DOPAMINE is a special neurotransmitter because it is considered to be both excitatory and inhibitory.  Dopamine helps with depression as well as focus, which you will read about in the excitatory section.

Excitatory Neurotransmitters

DOPAMINE is our main focus neurotransmitter.  When dopamine is either elevated or low – we can have focus issues such as not remembering where we put our keys, forgetting what a paragraph said when we just finished reading it or simply daydreaming and not being able to stay on task.  Dopamine is also responsible for our drive or desire to get things done – or motivation.  Stimulants such as medications for ADD/ADHD and caffeine cause dopamine to be pushed into the synapse so that focus is improved.  Unfortunately, stimulating dopamine consistently can cause a depletion of dopamine over time.

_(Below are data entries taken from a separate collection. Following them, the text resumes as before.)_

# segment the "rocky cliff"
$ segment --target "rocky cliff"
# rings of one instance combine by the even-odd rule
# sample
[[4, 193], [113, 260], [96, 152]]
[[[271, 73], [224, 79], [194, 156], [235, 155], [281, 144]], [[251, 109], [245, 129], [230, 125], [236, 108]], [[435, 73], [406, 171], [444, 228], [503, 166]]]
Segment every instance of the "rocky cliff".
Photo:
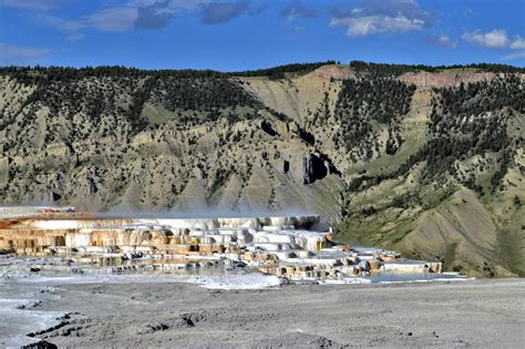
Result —
[[0, 201], [316, 213], [341, 238], [522, 274], [524, 75], [485, 68], [3, 69]]

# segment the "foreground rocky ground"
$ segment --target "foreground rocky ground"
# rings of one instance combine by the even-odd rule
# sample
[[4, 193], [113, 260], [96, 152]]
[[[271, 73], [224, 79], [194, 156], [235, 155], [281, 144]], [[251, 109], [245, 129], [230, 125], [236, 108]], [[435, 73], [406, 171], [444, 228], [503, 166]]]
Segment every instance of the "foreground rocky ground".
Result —
[[[14, 290], [13, 290], [14, 291]], [[522, 347], [525, 279], [210, 290], [62, 285], [32, 310], [69, 315], [59, 347]]]

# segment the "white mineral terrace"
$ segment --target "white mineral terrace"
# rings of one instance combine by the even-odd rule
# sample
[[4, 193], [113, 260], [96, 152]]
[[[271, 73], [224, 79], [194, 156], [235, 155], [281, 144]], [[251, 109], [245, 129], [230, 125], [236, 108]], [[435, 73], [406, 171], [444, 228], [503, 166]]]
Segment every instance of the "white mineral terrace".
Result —
[[141, 218], [74, 213], [71, 207], [8, 207], [0, 214], [0, 249], [96, 261], [115, 273], [223, 265], [323, 284], [442, 273], [441, 263], [338, 244], [331, 228], [323, 229], [315, 215]]

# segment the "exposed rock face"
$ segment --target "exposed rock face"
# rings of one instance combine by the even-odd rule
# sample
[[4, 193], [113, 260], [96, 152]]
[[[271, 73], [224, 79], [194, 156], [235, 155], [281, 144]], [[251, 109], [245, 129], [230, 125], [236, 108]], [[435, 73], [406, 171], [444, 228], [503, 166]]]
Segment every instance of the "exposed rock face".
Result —
[[[50, 74], [45, 84], [39, 74]], [[469, 187], [494, 222], [486, 234], [522, 246], [523, 73], [372, 75], [329, 65], [284, 80], [169, 74], [2, 70], [0, 202], [92, 212], [294, 207], [332, 224], [347, 218], [347, 236], [410, 252], [422, 217], [436, 222], [432, 234], [462, 232], [429, 212]], [[500, 246], [487, 248], [471, 265], [502, 260]]]
[[328, 164], [315, 154], [302, 157], [302, 183], [312, 184], [329, 174]]

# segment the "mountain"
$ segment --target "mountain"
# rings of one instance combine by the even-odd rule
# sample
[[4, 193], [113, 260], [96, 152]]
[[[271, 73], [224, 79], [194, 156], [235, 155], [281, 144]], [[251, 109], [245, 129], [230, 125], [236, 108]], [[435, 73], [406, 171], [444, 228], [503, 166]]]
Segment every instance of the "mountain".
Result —
[[340, 239], [525, 274], [525, 70], [0, 70], [0, 202], [303, 212]]

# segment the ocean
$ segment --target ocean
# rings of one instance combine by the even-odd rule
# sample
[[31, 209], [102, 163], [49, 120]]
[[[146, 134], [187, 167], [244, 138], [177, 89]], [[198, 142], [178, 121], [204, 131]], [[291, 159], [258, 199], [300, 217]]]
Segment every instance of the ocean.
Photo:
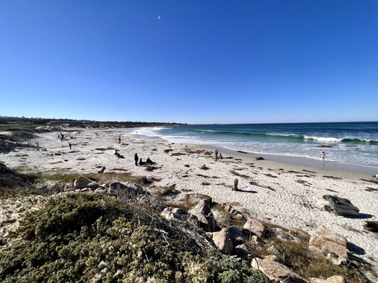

NOR-EPINEPHRINE is an excitatory neurotransmitter that is responsible for our stimulation processes in the body.  Norepinephrine helps to make epinephrine as well.  This neurotransmitter can cause ANXIETY at elevated excretion levels as well as some “MOOD DAMPENING” effects.  Low levels of norepinephrine are associated with LOW ENERGY, DECREASED FOCUS ability and sleep cycle problems.

EPINEPHRINE is an excitatory neurotransmitter that is reflective of stress.  This neurotransmitter will often be elevated when ADHD like symptoms are present.  Long term STRESS or INSOMNIA can cause epinephrine levels to be depleted (low).  Epinephrine also regulates HEART RATE and BLOOD PRESSURE.